I just had this thought. Can we find an identity that separates the product x.y in trig functions, i.e Cos(x.y)=f(x).g(y) or Sin(x.y) = f(x).g(y)

Question

I just had this thought. Can we find an identity that separates the product x.y in the trigonometric functions, i.e Cos(x.y)=f(x).g(y) or Sin(x.y) = f(x).g(y)... Where f(x) and g(y) are other trig functions,. Either as products or sums..?

Answer 1

The criteria for $\,A(x,y):=f(x)g(y)\,$ is that $$A(x_1,y_1)A(x_2,y_2) =f(x_1)g(y_1)f(x_2)g(y_2) = A(x_1,y_2)A(x_2,y_1) \tag{1} $$ always holds.

In the case of the $\,\cos\,$ function, suppose there exist functions $\,f,g\,$ such that $$\cos(x\,y)=f(x)g(y). \tag{2} $$ Then the equation $$ \cos(x_1y_1)\cos(x_2y_2) = \cos(x_1y_2)\cos(x_2y_1) \tag{3} $$ must be true. Specializing to the case $\,x_2=y_2=0\,$ reduces this equation to $\, \cos(x_1y_1) = 1 \,$ since $\,\cos(0)=1.\,$ However, this is not true in general and thus, there does not exist such functions $\,f,g.\,$

An similar result holds for the $\,\sin\,$ function.

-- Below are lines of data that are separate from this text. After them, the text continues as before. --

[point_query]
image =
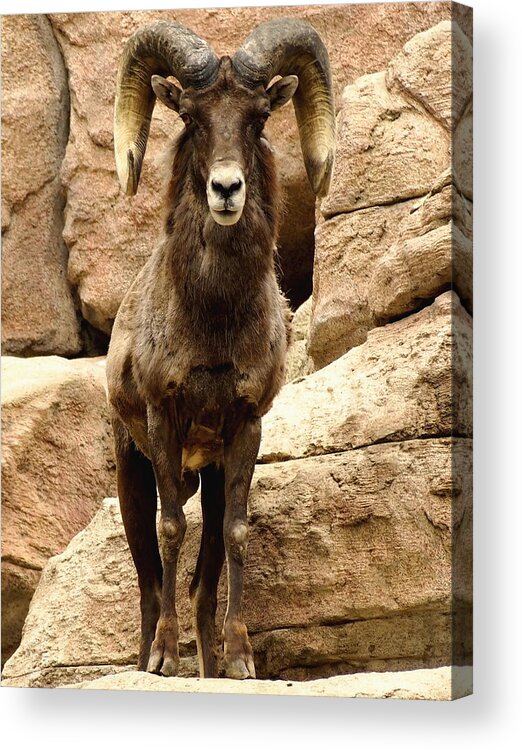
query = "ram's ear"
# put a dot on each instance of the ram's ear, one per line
(282, 91)
(166, 91)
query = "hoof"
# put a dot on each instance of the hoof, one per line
(240, 668)
(163, 660)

Specializing to the case $\,x_2=\pi,y_2=1\,$ reduces equation $(3)$ to $\,0=\sin(x_1)\sin(\pi y_1)\,$ since $\,\sin(\pi)=0.\,$ However, this is not true in general and thus, there does not exist such functions $\,f,g.\,$

Answer 2

In fact, we can go further; there are no (standard) trigonometric functions $f,g$ and no function $h$ with $\cos(xy) = h(f(x), g(y))$. Suppose there were; then we would have $1 = \cos(0)$ $= \cos((\frac14)\cdot 0)$ $= h(f(\frac14), g(0))$ $= h(f(\frac14), g(2\pi))$ $= \cos((\frac14)\cdot (2\pi))$ $= \cos(\frac\pi2) = 0$, where the middle equality is because $g(0) = g(2\pi)$ since $g$ has period $2\pi$.